Shylene Charon is the princess and Christopher Young is Prince Ivan at enhanced Utah Symphony rehearsal.
Tom Smart, Deseret Morning News
For the past several years, symphony orchestras across the United States have been finding themselves in a precarious situation, not unlike the one they faced in the 1980s. Dwindling audiences and diminishing financial resources have been plaguing them once again. Symphonies are struggling to survive, and many have resorted to trying out something that, for them, is an unconventional effort to remain viable.
Smaller, younger orchestras are hurting the most, but older, long-established organizations have also been affected. The Chicago Symphony, for one, has been operating in the red for a couple of seasons, and although its deficit certainly doesn't threaten its existence and is in all probability a short-term problem it's one that the organization is not thrilled to face.
There have also been quite a few casualties among the nation's orchestras, the most recent being the demise of the Florida Philharmonic earlier this year. According to Utah Symphony & Opera CEO Anne Ewers, eight American orchestras have filed for Chapter 11 bankruptcy since September 2002. "We have to find new and different ways of doing things," Ewers said, in order to reverse this trend.
A number of orchestras have initiated steps that, in effect, reinvent, or at the very least reinvigorate, symphony concerts. The hope is to attract newer audiences while retaining longtime subscribers.

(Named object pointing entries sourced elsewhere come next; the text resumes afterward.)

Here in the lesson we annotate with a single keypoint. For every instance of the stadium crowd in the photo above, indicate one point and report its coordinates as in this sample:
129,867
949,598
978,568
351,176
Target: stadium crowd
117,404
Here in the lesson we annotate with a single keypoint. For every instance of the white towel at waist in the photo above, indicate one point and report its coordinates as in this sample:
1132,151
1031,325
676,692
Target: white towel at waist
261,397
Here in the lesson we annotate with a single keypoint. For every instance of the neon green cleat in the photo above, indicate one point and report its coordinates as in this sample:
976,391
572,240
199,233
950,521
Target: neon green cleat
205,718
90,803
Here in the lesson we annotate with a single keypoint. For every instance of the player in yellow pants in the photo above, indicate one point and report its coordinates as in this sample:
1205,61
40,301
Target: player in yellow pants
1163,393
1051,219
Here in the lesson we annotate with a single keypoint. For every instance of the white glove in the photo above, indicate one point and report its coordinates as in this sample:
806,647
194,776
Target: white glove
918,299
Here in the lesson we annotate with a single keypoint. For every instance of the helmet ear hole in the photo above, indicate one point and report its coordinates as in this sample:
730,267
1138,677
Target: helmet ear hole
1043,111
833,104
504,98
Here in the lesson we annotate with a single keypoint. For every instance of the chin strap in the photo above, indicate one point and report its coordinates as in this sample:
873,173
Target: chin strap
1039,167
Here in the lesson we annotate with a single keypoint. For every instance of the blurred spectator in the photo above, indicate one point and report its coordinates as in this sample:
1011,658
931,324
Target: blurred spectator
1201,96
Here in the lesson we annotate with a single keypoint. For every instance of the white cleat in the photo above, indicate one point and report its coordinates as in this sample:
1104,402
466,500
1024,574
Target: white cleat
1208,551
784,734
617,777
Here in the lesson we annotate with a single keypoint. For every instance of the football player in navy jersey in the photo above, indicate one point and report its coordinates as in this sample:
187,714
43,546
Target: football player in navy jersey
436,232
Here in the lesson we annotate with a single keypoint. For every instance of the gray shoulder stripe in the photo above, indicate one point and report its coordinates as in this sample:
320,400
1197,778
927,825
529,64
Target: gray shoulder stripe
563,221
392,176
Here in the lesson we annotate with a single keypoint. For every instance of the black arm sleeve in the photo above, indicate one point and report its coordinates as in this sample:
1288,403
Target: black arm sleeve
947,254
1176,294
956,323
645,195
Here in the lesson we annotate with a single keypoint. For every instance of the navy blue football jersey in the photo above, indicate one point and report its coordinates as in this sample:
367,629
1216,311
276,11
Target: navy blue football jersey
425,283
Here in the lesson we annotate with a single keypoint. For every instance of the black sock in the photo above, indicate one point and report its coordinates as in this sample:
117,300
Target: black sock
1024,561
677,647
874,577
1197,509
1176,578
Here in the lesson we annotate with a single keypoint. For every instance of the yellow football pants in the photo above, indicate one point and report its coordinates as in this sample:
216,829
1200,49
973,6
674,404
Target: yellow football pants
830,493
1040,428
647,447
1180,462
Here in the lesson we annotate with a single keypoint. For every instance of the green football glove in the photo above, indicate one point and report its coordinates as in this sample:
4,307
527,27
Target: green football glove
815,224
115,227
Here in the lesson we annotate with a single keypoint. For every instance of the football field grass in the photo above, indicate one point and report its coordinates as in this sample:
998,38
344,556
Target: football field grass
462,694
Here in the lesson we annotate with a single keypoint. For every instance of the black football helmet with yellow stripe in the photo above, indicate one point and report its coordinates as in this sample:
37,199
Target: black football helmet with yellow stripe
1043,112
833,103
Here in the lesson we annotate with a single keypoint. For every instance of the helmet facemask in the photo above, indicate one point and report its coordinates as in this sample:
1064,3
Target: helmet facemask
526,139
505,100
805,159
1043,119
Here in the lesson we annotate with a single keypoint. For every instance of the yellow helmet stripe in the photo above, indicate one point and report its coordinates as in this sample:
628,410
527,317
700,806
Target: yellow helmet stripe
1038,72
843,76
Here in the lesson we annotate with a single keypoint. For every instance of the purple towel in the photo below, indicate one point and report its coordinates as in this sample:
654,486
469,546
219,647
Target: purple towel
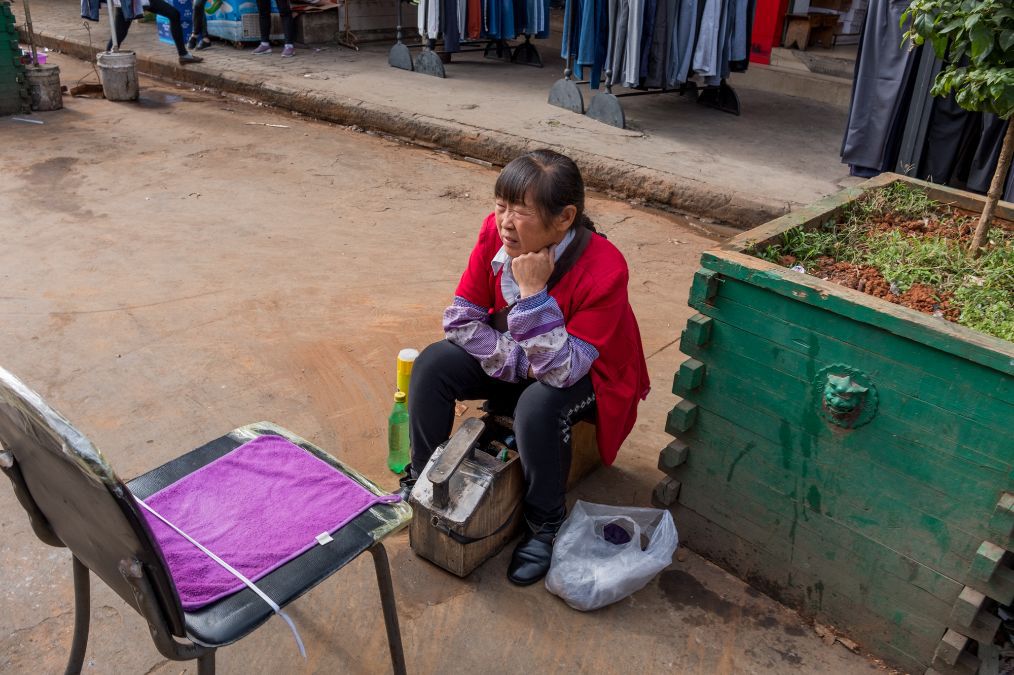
257,508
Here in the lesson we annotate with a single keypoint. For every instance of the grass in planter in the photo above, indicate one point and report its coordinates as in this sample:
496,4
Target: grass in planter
879,236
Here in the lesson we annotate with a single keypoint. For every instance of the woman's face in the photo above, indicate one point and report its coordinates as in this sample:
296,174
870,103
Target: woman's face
523,231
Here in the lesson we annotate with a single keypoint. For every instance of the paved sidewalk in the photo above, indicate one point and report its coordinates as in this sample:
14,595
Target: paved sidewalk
218,264
740,170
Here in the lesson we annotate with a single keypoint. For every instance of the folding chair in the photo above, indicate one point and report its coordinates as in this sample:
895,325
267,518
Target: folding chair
75,500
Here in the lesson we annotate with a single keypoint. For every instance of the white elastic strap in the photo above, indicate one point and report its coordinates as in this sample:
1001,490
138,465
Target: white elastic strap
234,573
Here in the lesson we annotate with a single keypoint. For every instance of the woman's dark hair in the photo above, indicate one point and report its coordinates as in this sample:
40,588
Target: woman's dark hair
551,180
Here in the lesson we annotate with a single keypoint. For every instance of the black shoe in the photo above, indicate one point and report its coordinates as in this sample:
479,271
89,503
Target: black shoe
531,557
406,482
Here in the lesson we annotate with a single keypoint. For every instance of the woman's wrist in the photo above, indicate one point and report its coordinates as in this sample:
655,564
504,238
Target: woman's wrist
528,292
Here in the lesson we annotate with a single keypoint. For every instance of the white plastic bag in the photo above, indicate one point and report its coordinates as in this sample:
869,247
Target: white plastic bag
588,572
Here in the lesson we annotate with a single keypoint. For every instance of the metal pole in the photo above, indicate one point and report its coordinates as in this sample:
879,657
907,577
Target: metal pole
113,24
31,34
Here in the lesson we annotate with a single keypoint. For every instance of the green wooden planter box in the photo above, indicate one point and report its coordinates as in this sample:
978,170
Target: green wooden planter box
14,96
891,521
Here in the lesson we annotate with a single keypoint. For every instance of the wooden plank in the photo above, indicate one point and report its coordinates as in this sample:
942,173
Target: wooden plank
698,330
889,640
672,456
666,492
989,573
868,572
793,399
805,216
902,390
914,535
704,287
949,338
1002,521
860,338
762,510
738,400
950,648
815,593
681,418
967,606
689,377
966,389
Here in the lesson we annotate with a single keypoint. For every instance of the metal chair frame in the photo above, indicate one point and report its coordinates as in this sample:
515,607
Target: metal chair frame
138,578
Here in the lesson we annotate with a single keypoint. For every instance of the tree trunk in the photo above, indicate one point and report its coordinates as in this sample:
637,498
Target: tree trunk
996,189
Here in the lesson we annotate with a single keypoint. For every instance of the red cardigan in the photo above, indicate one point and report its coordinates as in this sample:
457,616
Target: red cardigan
592,296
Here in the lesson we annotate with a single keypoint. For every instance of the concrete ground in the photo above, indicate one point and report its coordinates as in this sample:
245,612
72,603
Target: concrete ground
782,151
177,268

Since Ewers took over the helm of the merged Utah Symphony & Opera organization in July 2002, she has made it a point to redefine concerts, in part by adding a visual element. Last season, audiences were given a foretaste of what to expect when the Utah Symphony, under music director Keith Lockhart, performed Stravinsky's suite from "Petrouchka" with Japanese bunraku puppetry. This season, the orchestra will present four visually enhanced concerts.
"What is happening in the symphonic world is that subscriptions are down," Ewers said, "and the question is, why?"

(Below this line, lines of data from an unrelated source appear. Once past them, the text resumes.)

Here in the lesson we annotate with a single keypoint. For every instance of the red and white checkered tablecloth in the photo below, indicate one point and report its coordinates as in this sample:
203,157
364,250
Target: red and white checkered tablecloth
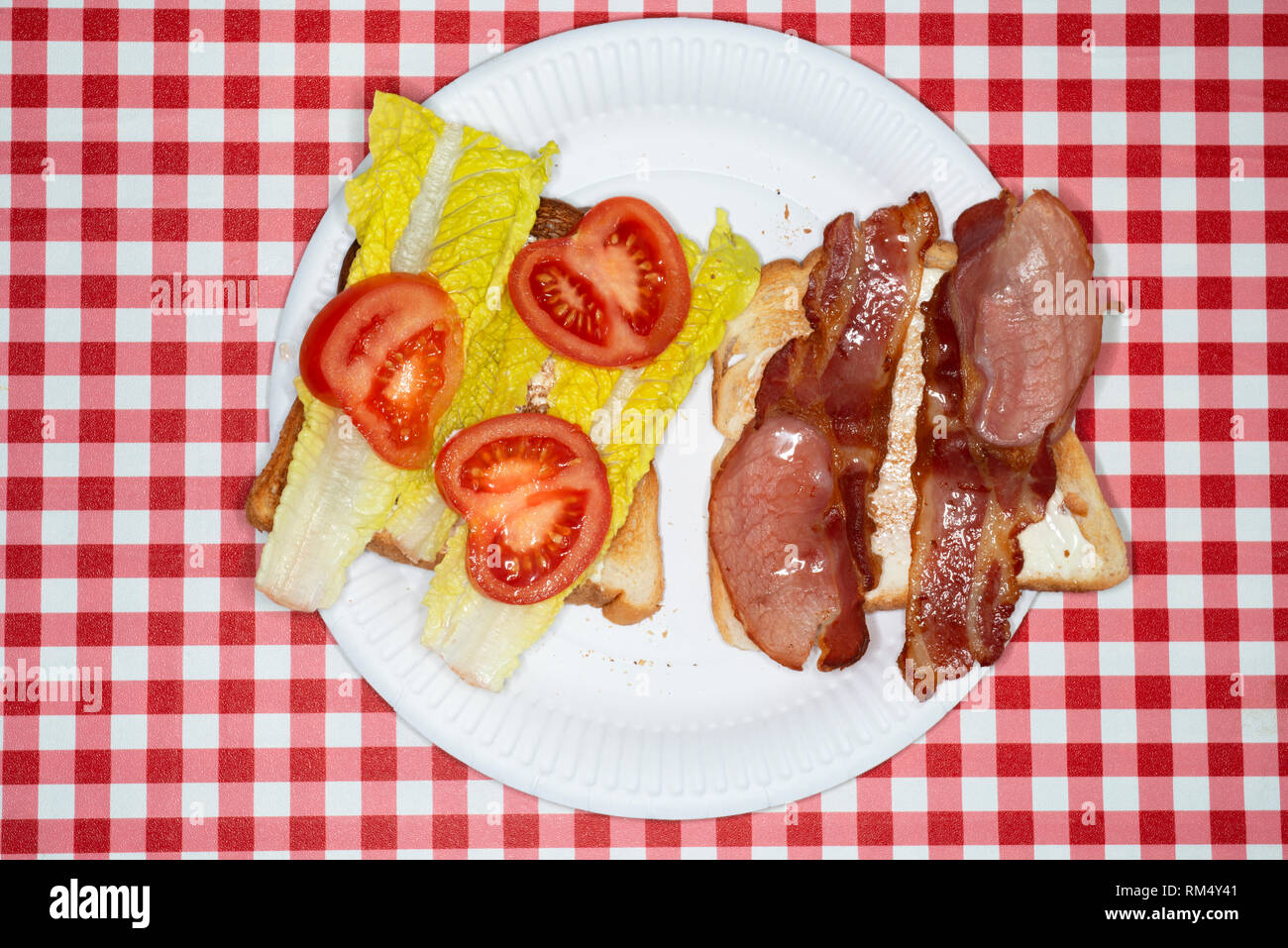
1146,720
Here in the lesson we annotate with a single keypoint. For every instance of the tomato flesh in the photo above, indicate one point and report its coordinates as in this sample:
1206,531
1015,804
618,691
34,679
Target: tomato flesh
535,496
614,292
387,352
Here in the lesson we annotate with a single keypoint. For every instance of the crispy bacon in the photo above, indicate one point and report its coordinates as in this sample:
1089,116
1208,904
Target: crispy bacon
984,468
832,389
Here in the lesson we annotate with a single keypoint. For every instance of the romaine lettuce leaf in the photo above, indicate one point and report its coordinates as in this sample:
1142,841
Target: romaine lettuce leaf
443,198
482,639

Ewers feels traditional concerts have lost their appeal to a large segment of the population. "Today's audiences are not as focused on the symphony, and that is because we have become a very visual society, thanks to MTV and other things. So if there is a way, when appropriate, to add an honest enhancement to a program that doesn't take away from the musical experience, then I think it's important for us to do that."